Così alla fine le ragioni della politica sembrano averla spuntata, per merito non tanto della Merkel, quanto del presidente della BCE, Jean-Claude Trichet. Ora il problema è quello di far coincidere i tempi della politica con quelli dei mercati, in modo da scongiurare qualsiasi tentazione speculativa che volesse cavalcare l’indecisione e il ritardo con cui l’Europa assumerà le misure necessarie.Il gioco passa nelle mani del nuovo governo Papandreu, che ha appena ottenuto la fiducia senza il voto dell’opposizione, sorda all’appello del presidente UE Herman Van Rompuy a mettere da parte “la politica partigiana delle divisioni” in nome dell’unità nazionale. Anche Mario Draghi, che ad ottobre darà il cambio a Trichet al vertice della BCE, ha provato a rivolgere un appello alla Grecia, ricordandole che lo stato delle finanze italiane nel 1992 era peggiore di quello odierno: la situazione era drammatica, eppure l’Italia ce la fece. Ma Antonio Samaras, leader di Nuova Democrazia, il partito di destra responsabile di aver cacciato la Grecia in questo cul-de-sac, non ha voluto sentire ragioni e ora potrà attendere fiducioso di incassare il gradimento a costo zero della protesta popolare contro l’austerità, l’euro e l’Europa. Da parte sua, con questo rimpasto, Papandreu ha schierato al governo tutti i vertici del Movimento socialista panellenico PASOK, con l’obiettivo di condividere con l’intero partito la dura responsabilità di imporre riforme dolorose al paese e (magari) a chi ha profittato di un sistema corrotto.

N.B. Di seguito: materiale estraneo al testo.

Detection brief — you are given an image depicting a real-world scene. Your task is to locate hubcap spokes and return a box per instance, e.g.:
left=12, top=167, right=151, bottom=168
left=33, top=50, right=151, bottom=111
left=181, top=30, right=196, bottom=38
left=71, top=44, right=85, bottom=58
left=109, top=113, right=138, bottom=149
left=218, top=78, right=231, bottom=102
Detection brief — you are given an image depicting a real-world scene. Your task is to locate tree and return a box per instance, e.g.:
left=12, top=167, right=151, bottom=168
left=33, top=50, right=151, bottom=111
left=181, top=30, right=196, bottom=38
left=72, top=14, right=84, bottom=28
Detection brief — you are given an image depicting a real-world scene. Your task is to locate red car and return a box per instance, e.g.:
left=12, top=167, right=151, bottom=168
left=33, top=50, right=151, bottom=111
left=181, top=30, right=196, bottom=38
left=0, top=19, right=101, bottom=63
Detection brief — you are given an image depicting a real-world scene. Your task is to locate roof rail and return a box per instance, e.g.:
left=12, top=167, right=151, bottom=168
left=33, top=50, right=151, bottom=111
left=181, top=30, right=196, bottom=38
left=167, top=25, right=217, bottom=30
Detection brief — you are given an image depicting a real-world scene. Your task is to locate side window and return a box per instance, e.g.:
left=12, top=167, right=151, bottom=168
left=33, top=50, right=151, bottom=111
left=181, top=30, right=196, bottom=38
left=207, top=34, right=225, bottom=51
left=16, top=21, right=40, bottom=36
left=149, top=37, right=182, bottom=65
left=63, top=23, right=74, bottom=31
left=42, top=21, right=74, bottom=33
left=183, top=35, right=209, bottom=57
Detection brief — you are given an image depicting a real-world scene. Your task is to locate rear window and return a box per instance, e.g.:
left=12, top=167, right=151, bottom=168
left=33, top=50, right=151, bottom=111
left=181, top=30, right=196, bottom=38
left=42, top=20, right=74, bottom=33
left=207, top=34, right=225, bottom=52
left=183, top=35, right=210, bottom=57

Ma cosa si può pretendere dalla Grecia, quando i premier europei che accorrono in suo aiuto, lo fanno senza alcun entusiasmo, solo perché trascinati dai mercati? E’ questo il paradosso odierno: in una fase di stallo della politica europea, i mercati potrebbero anche rilanciare il progetto europeo. Ma sarà solo restituendo la parola alla politica, che la trappola greca potrà davvero trasformarsi in una grande opportunità per compiere un nuovo passo avanti sulla strada dell’integrazione. A patto di avere una leadership europea in grado di guidarla.